Возражая на проблему репрезентации краха гуманности, Рансьер возрождает то, что для многих теоретиков культуры является слишком знакомым (или даже очевидным) поворотом дискуссии:

Итак, нам следует пересмотреть знаменитую фразу Адорно, согласно которой искусство невозможно после Аушвица. Разворот к противоположности: после Аушвица, чтобы показать Аушвиц, только искусство и возможно, поскольку искусство всегда предполагает присутствие отсутствия; поскольку делом искусства как раз является разоблачение невидимого посредством управляемой мощи слов и образов, соединяемых и разделяемых; поскольку лишь искусство делает человеческое воспринимаемым, ощутимым.

Следует серьезно отнестись к пересмотру сентенции Адорно Рансьером. Он нацелен на переосмысление политической функции искусства и, действуя таким образом, запускает процесс, который позволит нам заново представить более художественно-нагруженную концепцию политического, которая не просто связана с угрозами и абстрактной задачей человеческого выживания.

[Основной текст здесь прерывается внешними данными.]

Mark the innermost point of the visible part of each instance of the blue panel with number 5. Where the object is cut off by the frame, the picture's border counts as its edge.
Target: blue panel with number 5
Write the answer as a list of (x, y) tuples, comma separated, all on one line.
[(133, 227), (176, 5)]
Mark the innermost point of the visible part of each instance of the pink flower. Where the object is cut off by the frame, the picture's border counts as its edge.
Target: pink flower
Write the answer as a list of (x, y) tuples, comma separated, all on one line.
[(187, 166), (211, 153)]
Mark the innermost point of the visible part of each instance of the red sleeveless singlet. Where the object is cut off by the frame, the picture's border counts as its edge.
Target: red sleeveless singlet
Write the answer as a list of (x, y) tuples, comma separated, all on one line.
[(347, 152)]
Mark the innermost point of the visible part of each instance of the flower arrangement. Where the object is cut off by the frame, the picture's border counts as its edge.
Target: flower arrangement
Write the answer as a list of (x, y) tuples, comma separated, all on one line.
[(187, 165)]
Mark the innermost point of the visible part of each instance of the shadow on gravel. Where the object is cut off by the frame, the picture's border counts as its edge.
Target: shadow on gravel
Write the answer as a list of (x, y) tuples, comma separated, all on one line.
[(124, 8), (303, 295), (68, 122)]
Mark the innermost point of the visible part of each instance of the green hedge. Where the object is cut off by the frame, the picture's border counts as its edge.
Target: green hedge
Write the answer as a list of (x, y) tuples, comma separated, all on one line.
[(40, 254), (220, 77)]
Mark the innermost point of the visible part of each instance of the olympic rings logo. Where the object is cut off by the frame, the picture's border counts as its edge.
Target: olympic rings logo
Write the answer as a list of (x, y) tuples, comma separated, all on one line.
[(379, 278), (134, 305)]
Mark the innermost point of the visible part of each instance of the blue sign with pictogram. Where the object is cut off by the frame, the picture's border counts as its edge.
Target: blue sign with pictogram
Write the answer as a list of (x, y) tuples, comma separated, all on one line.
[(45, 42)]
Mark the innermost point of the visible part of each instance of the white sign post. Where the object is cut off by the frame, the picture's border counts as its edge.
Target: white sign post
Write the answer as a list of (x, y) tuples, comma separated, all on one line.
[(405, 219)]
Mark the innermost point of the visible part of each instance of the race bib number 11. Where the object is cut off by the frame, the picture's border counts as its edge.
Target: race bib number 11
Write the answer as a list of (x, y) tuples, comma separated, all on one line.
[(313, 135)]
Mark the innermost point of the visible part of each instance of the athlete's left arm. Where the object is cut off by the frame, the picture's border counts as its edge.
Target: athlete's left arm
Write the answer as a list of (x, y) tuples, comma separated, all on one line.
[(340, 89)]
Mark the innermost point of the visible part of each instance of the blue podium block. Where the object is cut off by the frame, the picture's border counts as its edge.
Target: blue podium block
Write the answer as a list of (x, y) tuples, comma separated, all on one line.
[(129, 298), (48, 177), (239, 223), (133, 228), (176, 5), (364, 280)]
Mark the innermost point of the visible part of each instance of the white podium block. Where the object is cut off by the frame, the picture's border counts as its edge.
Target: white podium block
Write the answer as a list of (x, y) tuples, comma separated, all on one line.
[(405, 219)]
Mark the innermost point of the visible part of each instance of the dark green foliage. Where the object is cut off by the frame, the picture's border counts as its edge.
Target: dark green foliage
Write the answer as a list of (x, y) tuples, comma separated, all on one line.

Насилие должно быть невыносимым. Это ключевой момент. И, т.о., поскольку задачей политического дискурса является обращение к невыносимому в такой форме, чтобы стало возможным противостоять несправедливости и порабощению в мире, политическая функция искусства, пишет Рансьер в Фигурах, состоит в том,

чтобы быть верным общей задаче, которую искусство – фигуративное или иное – возложило на себя, поскольку перестало подчиняться нормам репрезентации: показывать то, что не может быть видимо, что лежит под тем, что доступно взору, и то, что будучи невидимо, просто гарантирует существование видимого.

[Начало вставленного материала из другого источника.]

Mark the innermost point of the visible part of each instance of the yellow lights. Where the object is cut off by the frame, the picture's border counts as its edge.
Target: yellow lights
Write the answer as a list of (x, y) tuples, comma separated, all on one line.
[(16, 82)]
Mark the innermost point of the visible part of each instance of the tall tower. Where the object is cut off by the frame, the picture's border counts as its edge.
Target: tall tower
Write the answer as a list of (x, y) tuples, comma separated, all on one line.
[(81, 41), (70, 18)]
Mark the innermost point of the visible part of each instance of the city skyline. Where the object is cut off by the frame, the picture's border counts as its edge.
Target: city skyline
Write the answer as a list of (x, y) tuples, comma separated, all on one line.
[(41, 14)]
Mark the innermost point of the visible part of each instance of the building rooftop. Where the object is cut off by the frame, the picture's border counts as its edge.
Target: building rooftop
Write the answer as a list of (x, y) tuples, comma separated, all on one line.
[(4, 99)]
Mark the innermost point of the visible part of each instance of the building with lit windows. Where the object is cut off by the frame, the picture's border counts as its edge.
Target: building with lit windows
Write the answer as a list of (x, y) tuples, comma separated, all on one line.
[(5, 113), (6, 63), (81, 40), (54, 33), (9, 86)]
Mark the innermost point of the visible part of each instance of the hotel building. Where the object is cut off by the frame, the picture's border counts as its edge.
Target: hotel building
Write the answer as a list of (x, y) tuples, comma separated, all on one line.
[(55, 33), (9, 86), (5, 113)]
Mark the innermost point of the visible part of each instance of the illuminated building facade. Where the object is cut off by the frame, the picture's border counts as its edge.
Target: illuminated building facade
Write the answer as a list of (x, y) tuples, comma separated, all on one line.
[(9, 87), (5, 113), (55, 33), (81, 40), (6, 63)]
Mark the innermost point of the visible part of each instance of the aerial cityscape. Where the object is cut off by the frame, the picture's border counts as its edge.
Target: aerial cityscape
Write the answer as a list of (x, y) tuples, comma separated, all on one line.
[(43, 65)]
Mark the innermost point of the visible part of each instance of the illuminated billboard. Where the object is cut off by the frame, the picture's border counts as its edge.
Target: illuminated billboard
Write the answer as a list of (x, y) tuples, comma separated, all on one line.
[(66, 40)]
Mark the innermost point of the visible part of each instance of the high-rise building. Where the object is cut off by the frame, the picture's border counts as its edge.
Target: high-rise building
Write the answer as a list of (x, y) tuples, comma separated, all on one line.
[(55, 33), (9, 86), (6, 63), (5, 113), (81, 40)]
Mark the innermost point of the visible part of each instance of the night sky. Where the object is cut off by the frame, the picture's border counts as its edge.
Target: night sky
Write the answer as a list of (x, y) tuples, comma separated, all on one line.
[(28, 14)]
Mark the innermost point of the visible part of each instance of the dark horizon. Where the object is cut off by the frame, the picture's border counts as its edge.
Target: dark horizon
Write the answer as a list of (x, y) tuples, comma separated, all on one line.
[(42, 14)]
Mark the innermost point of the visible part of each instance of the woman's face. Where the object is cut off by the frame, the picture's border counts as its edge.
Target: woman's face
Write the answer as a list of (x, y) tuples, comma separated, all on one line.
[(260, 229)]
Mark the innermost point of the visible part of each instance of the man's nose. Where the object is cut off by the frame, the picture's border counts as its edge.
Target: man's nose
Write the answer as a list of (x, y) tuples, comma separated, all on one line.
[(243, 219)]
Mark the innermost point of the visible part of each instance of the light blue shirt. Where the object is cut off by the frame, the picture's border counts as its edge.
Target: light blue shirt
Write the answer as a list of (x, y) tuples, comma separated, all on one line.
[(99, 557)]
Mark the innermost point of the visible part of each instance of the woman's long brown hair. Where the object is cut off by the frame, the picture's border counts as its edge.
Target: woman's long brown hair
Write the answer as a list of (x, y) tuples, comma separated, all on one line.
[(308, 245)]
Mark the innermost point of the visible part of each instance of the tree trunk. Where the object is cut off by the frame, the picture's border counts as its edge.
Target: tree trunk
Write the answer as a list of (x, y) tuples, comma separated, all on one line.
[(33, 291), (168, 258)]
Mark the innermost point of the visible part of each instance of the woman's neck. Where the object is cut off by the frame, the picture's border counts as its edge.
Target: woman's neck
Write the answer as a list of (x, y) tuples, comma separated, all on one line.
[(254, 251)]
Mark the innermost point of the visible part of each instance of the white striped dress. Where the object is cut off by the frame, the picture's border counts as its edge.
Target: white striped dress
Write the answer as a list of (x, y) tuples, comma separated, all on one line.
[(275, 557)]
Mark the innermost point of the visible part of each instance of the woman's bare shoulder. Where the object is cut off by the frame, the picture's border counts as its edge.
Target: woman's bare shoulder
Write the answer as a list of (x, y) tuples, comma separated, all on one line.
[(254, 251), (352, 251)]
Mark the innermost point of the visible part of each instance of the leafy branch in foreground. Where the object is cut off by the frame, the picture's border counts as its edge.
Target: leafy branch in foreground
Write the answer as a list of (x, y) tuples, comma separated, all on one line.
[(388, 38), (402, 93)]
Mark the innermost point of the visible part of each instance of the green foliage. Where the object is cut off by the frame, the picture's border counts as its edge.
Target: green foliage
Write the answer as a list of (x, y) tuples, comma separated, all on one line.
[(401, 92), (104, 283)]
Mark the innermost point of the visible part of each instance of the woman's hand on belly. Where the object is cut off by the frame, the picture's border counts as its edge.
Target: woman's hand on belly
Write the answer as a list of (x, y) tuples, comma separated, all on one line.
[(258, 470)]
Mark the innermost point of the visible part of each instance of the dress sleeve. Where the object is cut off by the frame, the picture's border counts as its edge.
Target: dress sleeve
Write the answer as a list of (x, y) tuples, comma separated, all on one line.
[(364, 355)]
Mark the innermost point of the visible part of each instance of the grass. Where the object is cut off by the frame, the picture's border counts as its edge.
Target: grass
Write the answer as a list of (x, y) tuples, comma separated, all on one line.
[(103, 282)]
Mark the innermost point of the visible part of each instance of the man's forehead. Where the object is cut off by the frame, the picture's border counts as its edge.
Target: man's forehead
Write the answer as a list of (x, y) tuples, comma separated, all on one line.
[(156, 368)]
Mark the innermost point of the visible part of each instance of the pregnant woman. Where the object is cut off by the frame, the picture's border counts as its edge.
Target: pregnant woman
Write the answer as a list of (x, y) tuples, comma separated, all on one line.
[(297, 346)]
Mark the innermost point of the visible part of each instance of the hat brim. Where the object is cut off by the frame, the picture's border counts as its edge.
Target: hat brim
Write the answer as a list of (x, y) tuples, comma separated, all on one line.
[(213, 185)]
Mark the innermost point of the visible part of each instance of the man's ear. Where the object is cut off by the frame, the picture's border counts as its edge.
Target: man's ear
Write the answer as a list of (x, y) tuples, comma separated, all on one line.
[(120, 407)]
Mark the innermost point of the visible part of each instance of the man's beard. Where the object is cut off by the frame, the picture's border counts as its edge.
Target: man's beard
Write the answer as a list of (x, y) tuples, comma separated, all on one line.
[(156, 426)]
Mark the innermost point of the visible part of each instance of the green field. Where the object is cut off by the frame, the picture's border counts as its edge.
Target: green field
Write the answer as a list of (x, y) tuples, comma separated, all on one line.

Столкновение с невыносимым позволяет взглянуть на то, что можно назвать действительно «исключительным искусством», когда насилие почтительно рассматривается на фоне ужасающей нормализации массового производства. Это также выдвигает на передний план микро-субъективные моменты: мы соотносим трагическую реальность насилия с нашим собственным жизненным опытом. Это требует от нас установить формы пойэтической интервенции которая прямо говорит о проблеме человеческой бросовости таким способом, что происходит разрыв эстетических режимов опосредованного страдания. Через этот разрыв можно сделать видимым то, что остается скрытым при обычном взгляде, тем самым открывая пространство для рефлексии и ре-артикуляции фундаментальных категорий политического. Один из примеров - важная работа Джудит Батлер о разграничении войны и насилия и как это может опосредоваться работой страдания и скорби.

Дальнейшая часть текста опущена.